Does anyone have the rare pee pee poo poo of the Hannibal Barca Pepe standing in front of a casualty list of the Battle of Canae?
Also, Carthage general, I suppose. I find Carthage one of the most fascinating of the ancient civilizations. Would have been interesting if Rome and Carthage had both survived the Punic Wars and went on to become rival superpowers for millennia
>>423107
>Would have been interesting if Rome and Carthage had both survived the Punic Wars and went on to become rival superpowers for millennia
Basically the UUSR and USA except instead of the Pacific as a boarder it's the Med
>>423118
And it would have culminated in an ancient WWIII around 400-500 AD when both empires were growing weak due to corruption and needed one last hurrah to restore their glory.
God damn that would have been an historian's wet dream. At least to me it would have been
>>423107
Furthermore, I believe Carthage must be destroyed, to be honest
>>423133
>Ricardlo Nixonus
>Johanuss Kennedius
A alliance of Barbarian german states led by Adoplixin Hitlerinx
>>423256
Shut up, old fart. You've told us like what? Three thousand times now? Go marry Carthage if you like it so much!
>>423107
There is a sci-fi book called Romanitas with the general idea being the Roman empire never ending. So you have public crucifixions shown on TV etc.
Obviously the idea of 21st century Romans wasn't compelling enough though so they threw in some psychic mutants too.
>>423304
Was Cato's catchphrase history's first forced meme?
>>423107
>Would have been interesting if Rome and Carthage had both survived the Punic Wars and went on to become rival supowers for millennia.
So basically Roman and Byzantine Empires vs the Arsacid and Sassanid Empires?
>>423312
>the concept of public crucifixion somehow survives through one and a half millennia of Christianity, law reform, the Enlightenment, civil rights movements, and just basic cultural change, all because Rome doesn't fall
>>423332
They also had ready set up, steel crosses on the hillside, like gallows. And it had mechanical spikes that shot out from the inside to pin the victim in place.

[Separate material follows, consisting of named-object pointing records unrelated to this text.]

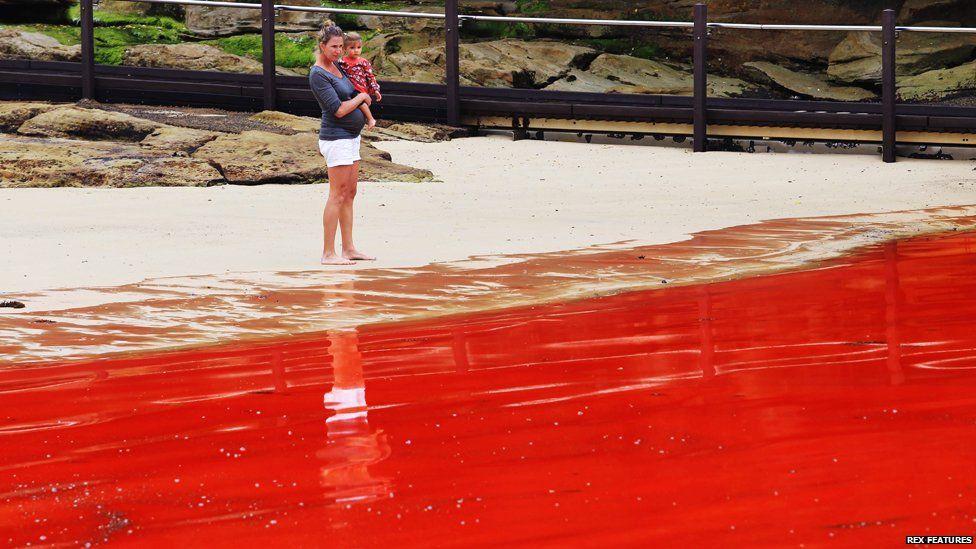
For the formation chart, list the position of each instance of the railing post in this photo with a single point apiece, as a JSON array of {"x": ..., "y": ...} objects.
[
  {"x": 268, "y": 55},
  {"x": 889, "y": 41},
  {"x": 700, "y": 88},
  {"x": 452, "y": 51},
  {"x": 87, "y": 49}
]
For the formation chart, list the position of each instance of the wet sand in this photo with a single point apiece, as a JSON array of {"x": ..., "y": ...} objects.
[
  {"x": 186, "y": 311},
  {"x": 833, "y": 405},
  {"x": 497, "y": 197}
]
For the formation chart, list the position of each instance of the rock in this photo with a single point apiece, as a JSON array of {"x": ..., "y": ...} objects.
[
  {"x": 253, "y": 157},
  {"x": 262, "y": 157},
  {"x": 90, "y": 124},
  {"x": 15, "y": 113},
  {"x": 176, "y": 140},
  {"x": 405, "y": 25},
  {"x": 961, "y": 12},
  {"x": 17, "y": 44},
  {"x": 191, "y": 56},
  {"x": 378, "y": 165},
  {"x": 579, "y": 31},
  {"x": 624, "y": 74},
  {"x": 380, "y": 47},
  {"x": 807, "y": 84},
  {"x": 55, "y": 162},
  {"x": 506, "y": 63},
  {"x": 424, "y": 133},
  {"x": 938, "y": 84},
  {"x": 288, "y": 121},
  {"x": 857, "y": 59},
  {"x": 210, "y": 22}
]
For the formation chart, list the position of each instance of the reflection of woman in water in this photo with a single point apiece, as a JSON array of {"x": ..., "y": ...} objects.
[{"x": 352, "y": 445}]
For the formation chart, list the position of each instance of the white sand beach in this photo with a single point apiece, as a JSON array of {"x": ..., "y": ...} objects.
[{"x": 495, "y": 196}]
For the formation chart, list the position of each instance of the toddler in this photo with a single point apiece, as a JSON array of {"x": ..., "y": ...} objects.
[{"x": 360, "y": 72}]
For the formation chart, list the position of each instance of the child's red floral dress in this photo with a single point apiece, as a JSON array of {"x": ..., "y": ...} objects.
[{"x": 360, "y": 72}]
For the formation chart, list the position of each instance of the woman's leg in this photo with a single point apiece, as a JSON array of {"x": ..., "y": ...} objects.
[
  {"x": 349, "y": 250},
  {"x": 340, "y": 181},
  {"x": 370, "y": 121}
]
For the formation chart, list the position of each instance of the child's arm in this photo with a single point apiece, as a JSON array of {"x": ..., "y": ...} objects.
[{"x": 374, "y": 86}]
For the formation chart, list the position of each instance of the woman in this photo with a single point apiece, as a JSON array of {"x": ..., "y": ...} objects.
[{"x": 339, "y": 140}]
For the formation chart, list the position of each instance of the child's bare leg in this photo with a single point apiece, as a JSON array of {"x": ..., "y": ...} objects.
[{"x": 370, "y": 121}]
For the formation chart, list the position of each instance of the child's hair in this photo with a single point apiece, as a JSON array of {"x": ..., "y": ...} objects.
[{"x": 329, "y": 32}]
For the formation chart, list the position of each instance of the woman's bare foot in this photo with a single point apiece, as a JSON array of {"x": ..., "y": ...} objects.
[
  {"x": 356, "y": 255},
  {"x": 333, "y": 259}
]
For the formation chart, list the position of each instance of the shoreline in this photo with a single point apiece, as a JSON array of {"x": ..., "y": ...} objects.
[
  {"x": 495, "y": 197},
  {"x": 200, "y": 311}
]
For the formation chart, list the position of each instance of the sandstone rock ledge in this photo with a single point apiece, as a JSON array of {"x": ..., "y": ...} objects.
[{"x": 66, "y": 145}]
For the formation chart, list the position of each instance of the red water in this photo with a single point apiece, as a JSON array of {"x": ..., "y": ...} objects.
[{"x": 834, "y": 406}]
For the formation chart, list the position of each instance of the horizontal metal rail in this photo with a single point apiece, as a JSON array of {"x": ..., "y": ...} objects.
[
  {"x": 561, "y": 21},
  {"x": 601, "y": 22},
  {"x": 456, "y": 106},
  {"x": 286, "y": 7}
]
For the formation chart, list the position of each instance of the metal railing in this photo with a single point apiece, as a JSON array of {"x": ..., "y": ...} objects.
[{"x": 453, "y": 21}]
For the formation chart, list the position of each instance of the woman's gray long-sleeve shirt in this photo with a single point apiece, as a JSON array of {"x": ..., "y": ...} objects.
[{"x": 330, "y": 91}]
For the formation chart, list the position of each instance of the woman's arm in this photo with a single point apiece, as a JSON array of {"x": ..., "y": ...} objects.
[
  {"x": 329, "y": 99},
  {"x": 346, "y": 107}
]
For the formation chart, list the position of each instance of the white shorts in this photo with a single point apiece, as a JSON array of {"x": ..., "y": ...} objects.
[{"x": 340, "y": 152}]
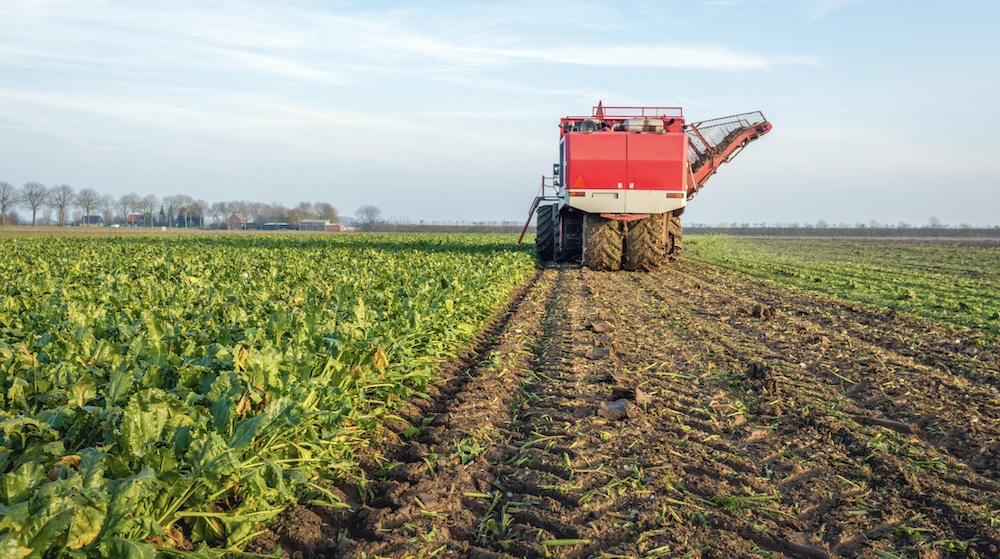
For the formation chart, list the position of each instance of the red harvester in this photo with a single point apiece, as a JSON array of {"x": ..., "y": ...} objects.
[{"x": 623, "y": 179}]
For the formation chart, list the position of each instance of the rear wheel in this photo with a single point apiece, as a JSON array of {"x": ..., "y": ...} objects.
[
  {"x": 646, "y": 244},
  {"x": 602, "y": 243},
  {"x": 545, "y": 232}
]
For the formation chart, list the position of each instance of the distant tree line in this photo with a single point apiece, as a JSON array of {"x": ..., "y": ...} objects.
[
  {"x": 62, "y": 205},
  {"x": 933, "y": 228}
]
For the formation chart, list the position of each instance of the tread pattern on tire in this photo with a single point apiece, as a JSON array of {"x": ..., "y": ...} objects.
[
  {"x": 603, "y": 239},
  {"x": 645, "y": 249},
  {"x": 545, "y": 235},
  {"x": 675, "y": 232}
]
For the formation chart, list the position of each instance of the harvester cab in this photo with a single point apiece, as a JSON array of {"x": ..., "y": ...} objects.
[{"x": 624, "y": 177}]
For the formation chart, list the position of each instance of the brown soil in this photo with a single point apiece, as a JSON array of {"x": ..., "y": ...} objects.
[{"x": 687, "y": 413}]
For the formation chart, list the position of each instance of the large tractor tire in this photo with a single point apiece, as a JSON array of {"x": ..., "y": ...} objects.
[
  {"x": 602, "y": 249},
  {"x": 546, "y": 221},
  {"x": 674, "y": 236},
  {"x": 646, "y": 244}
]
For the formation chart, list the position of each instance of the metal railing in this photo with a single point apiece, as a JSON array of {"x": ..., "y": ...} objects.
[{"x": 632, "y": 112}]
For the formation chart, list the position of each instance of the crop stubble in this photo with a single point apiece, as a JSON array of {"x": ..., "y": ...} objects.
[{"x": 745, "y": 420}]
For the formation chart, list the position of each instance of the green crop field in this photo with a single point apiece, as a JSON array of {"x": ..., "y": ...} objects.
[
  {"x": 949, "y": 282},
  {"x": 175, "y": 392}
]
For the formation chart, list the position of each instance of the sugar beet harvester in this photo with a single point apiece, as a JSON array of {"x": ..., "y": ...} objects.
[{"x": 623, "y": 179}]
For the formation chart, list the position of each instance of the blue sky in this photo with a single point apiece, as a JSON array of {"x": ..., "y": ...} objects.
[{"x": 882, "y": 110}]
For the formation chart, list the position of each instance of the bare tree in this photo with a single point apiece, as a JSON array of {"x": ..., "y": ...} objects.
[
  {"x": 171, "y": 203},
  {"x": 107, "y": 204},
  {"x": 326, "y": 211},
  {"x": 128, "y": 204},
  {"x": 61, "y": 198},
  {"x": 87, "y": 200},
  {"x": 218, "y": 210},
  {"x": 368, "y": 216},
  {"x": 183, "y": 204},
  {"x": 198, "y": 208},
  {"x": 34, "y": 195},
  {"x": 149, "y": 203},
  {"x": 9, "y": 199}
]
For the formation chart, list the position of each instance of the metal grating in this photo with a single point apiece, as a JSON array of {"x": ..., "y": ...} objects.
[{"x": 706, "y": 137}]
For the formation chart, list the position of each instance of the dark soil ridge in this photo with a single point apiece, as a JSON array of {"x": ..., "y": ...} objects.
[{"x": 688, "y": 413}]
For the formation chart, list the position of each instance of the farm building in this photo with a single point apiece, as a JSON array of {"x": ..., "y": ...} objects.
[
  {"x": 91, "y": 221},
  {"x": 320, "y": 225},
  {"x": 236, "y": 221}
]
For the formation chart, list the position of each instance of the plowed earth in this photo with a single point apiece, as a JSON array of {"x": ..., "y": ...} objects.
[{"x": 688, "y": 413}]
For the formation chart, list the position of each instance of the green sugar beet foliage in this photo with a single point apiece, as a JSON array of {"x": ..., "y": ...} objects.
[{"x": 174, "y": 393}]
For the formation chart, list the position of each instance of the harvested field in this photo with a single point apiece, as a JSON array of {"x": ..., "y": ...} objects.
[{"x": 693, "y": 412}]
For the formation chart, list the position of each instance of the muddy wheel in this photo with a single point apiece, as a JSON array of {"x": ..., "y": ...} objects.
[
  {"x": 545, "y": 235},
  {"x": 602, "y": 243},
  {"x": 646, "y": 244},
  {"x": 674, "y": 237}
]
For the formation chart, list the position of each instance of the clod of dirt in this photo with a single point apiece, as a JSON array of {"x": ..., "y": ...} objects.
[
  {"x": 636, "y": 395},
  {"x": 598, "y": 353},
  {"x": 763, "y": 311},
  {"x": 898, "y": 426},
  {"x": 600, "y": 326},
  {"x": 619, "y": 409},
  {"x": 807, "y": 546},
  {"x": 761, "y": 378}
]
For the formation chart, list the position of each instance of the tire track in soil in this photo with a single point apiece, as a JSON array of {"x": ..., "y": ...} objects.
[{"x": 721, "y": 444}]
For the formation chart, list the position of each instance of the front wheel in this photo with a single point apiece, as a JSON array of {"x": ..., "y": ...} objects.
[
  {"x": 646, "y": 244},
  {"x": 602, "y": 249},
  {"x": 545, "y": 232}
]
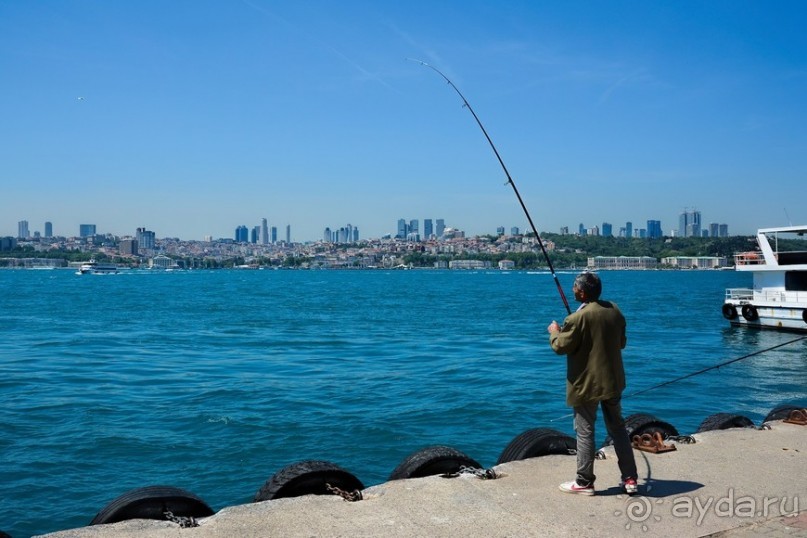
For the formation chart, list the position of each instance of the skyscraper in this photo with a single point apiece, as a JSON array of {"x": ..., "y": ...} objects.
[
  {"x": 689, "y": 223},
  {"x": 654, "y": 229},
  {"x": 440, "y": 228},
  {"x": 264, "y": 239},
  {"x": 241, "y": 234}
]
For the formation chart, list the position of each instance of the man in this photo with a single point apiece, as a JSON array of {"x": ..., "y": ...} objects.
[{"x": 592, "y": 338}]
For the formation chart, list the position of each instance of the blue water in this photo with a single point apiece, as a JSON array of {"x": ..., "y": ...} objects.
[{"x": 214, "y": 381}]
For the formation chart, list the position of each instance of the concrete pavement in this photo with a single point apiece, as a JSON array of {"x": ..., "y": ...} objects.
[{"x": 736, "y": 483}]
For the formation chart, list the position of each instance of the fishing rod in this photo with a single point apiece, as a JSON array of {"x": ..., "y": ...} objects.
[{"x": 509, "y": 180}]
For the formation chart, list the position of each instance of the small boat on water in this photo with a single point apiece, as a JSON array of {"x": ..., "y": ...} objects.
[
  {"x": 92, "y": 267},
  {"x": 778, "y": 299}
]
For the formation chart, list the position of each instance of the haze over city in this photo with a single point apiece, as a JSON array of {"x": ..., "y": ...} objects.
[{"x": 192, "y": 119}]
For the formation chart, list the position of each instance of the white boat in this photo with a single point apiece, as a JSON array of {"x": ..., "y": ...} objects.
[
  {"x": 778, "y": 299},
  {"x": 94, "y": 268}
]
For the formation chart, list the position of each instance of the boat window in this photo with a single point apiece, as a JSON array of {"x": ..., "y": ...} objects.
[{"x": 796, "y": 281}]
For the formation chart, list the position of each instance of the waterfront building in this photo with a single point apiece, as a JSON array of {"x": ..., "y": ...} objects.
[
  {"x": 621, "y": 262},
  {"x": 128, "y": 247},
  {"x": 696, "y": 262},
  {"x": 469, "y": 264},
  {"x": 86, "y": 230}
]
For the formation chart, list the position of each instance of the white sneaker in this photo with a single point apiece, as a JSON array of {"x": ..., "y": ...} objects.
[{"x": 572, "y": 487}]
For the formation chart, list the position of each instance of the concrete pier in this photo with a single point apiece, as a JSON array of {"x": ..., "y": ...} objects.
[{"x": 737, "y": 483}]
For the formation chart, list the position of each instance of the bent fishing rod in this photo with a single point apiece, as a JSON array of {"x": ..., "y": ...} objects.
[{"x": 467, "y": 105}]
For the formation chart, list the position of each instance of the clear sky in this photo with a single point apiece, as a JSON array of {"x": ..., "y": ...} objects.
[{"x": 192, "y": 117}]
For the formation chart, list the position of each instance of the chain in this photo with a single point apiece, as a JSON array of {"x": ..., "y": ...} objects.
[
  {"x": 484, "y": 474},
  {"x": 349, "y": 496},
  {"x": 686, "y": 439},
  {"x": 184, "y": 522}
]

Interesting idea, badly executed.
>>423323
What's hilarious is that, although romans thought he was a pain in the ass, they kept voting for him, and he never lost an election. Even though they were turning Rome into a degenerate shithole, III-II B.C. romans were clever enough to still vote for the one man who upholded true roman values.
>>423107
>mfw the velites and first ranks pilums always kill the elephants before they make it to my lines
>>423133
We get that with the last roman-persian war.
Eastern rome vs the sassanids-30 fucking years of war, ending with all romes territory lost up to the capital, the city under siege, and a roman army slipping past the persians to take their capital, BTFO a fw field armies, and wreak havoc until the Sassanids agree to give everything back.
The sassanids feel into a viscous cycle of coups, the romans braced for a new golden age, their nemesis finally defeated...
and the Muslims came, just in time for romes cycle of endless war in the east to being again.